Hi chris. I knew your dad very well. I got my first scorpion sting in his old shop on Willis Street lol.
Very sad when we heard he had passed away a few years ago. (If you came to the club more often you'd have known Alex :devil::Na_Na_Na_Na
He was a great character.


----------



## carlo69 (Apr 12, 2007)

*hi*

Hello , I also used to use the shop regularly and new ron well, Having moved from the area i had not heard about his death r.i.p Ron ,and thanks for the great start in a great hobby.

Carl


----------



## Alex M (May 28, 2008)

Caz said:


> Hi chris. I knew your dad very well. I got my first scorpion sting in his old shop on Willis Street lol.
> Very sad when we heard he had passed away a few years ago. (If you came to the club more often you'd have known Alex :devil::Na_Na_Na_Na
> He was a great character.


I've lived in Dorset/London some years now so i feel it's fairly understandable i'd not heard of Ron's passing. I was a very regular customer at his shop back in the day, and always have a fond memory of Ron claiming he knew nothing about the Podarcis that had taken up residency in the kids mini playground just outside his shop on Willis St


----------



## grazzzz (Feb 2, 2009)

Alex M said:


> I've lived in Dorset/London some years now so i feel it's fairly understandable i'd not heard of Ron's passing. I was a very regular customer at his shop back in the day, and always have a fond memory of Ron claiming he knew nothing about the Podarcis that had taken up residency in the kids mini playground just outside his shop on Willis St


 

That made me smile i didnt know him or his shop but as the previous guy said "we all owe alot to the pioneers of herpertology" although we'd all be a lot richer too without the hobby.

R.I.P Ron


----------



## Theodore (Apr 6, 2009)

As a wee nipper I was always bugging my folks to take me to Rons Reptiles! Always think about it when I walk past both places it used to be.


----------



## pinktoe (Feb 12, 2009)

Hi,
I just wanted to say my OH (I willl tel him about this) he loved Ron's shop and I can remeber when my parents got couple snakes from him.I can say I only remeber a little as I was very young at the time.
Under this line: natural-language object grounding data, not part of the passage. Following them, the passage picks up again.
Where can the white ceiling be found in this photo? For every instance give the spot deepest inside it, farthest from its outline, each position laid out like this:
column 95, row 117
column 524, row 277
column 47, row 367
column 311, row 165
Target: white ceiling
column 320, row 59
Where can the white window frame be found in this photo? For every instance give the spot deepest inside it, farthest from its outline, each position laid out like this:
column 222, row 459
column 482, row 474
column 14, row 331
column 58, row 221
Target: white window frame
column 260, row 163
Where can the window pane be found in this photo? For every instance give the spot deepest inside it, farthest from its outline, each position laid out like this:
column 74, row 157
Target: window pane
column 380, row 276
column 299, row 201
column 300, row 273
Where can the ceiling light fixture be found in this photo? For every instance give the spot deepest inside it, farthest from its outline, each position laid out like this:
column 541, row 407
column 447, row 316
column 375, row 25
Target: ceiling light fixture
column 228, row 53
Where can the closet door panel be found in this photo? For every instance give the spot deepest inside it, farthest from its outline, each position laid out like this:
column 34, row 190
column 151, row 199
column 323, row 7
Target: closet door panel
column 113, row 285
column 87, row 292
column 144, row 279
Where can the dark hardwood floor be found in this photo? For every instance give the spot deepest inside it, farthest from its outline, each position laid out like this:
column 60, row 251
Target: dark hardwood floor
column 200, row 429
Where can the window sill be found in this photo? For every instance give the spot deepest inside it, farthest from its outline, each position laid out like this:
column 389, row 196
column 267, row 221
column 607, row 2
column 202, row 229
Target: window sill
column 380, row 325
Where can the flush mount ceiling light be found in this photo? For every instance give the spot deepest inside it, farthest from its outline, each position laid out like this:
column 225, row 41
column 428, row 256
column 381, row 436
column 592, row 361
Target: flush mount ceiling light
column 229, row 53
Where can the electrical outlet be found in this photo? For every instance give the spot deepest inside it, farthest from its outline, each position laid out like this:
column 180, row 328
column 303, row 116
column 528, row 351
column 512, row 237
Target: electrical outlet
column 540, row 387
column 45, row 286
R.I.P Ron your missed very much


----------



## vampyrdeath (Feb 12, 2009)

I have much love for Ron he was a hero to me and still is for the exotic buisness nothing will ever match his place i miss Ron and the store so much he really was a king among exotic sales its hard to express exactly how i feel i used to work P/T for Ron when i was younger so did my father maybe you remember Chris my father chris the headbanger and his 2 children we used to help Ron in both of the stores he has in norwich the one on the 2nd floor past john lewis and the one behind the square.Your father will always remain on top of exotics the compition will never come close to his place i remember everything from back then i remember on my birthday your father gave me a B.albiceps male as a gift i loved that tarantula recently died 3 months ago of old age.

Ron never failed to deliver anything asked of him always cared for the animals most times i think when i have to buy exotics and equiptment or need advice "i wish ron was still around" 

He was the man.


----------



## slakey (Aug 11, 2007)

*Never went to Ron's Reptiles, might've been out of my timescale *im only 19*
I most probably wasn't interested in reptiles when his shop was up and running, only came into the herp world 2 years ago really.

Has anyone been to Felixstowe Reptiles shop? I might try them sometime, as the shops in Norwich aren't great, but better then nothing.
*


----------



## Jaffajake (Jul 19, 2013)

I know this is now an Ancient thread and I know this is my first post, but when I went into the shop when I was little, I ran out in tears after some woman in rags stood there staring at me. Was weird.


----------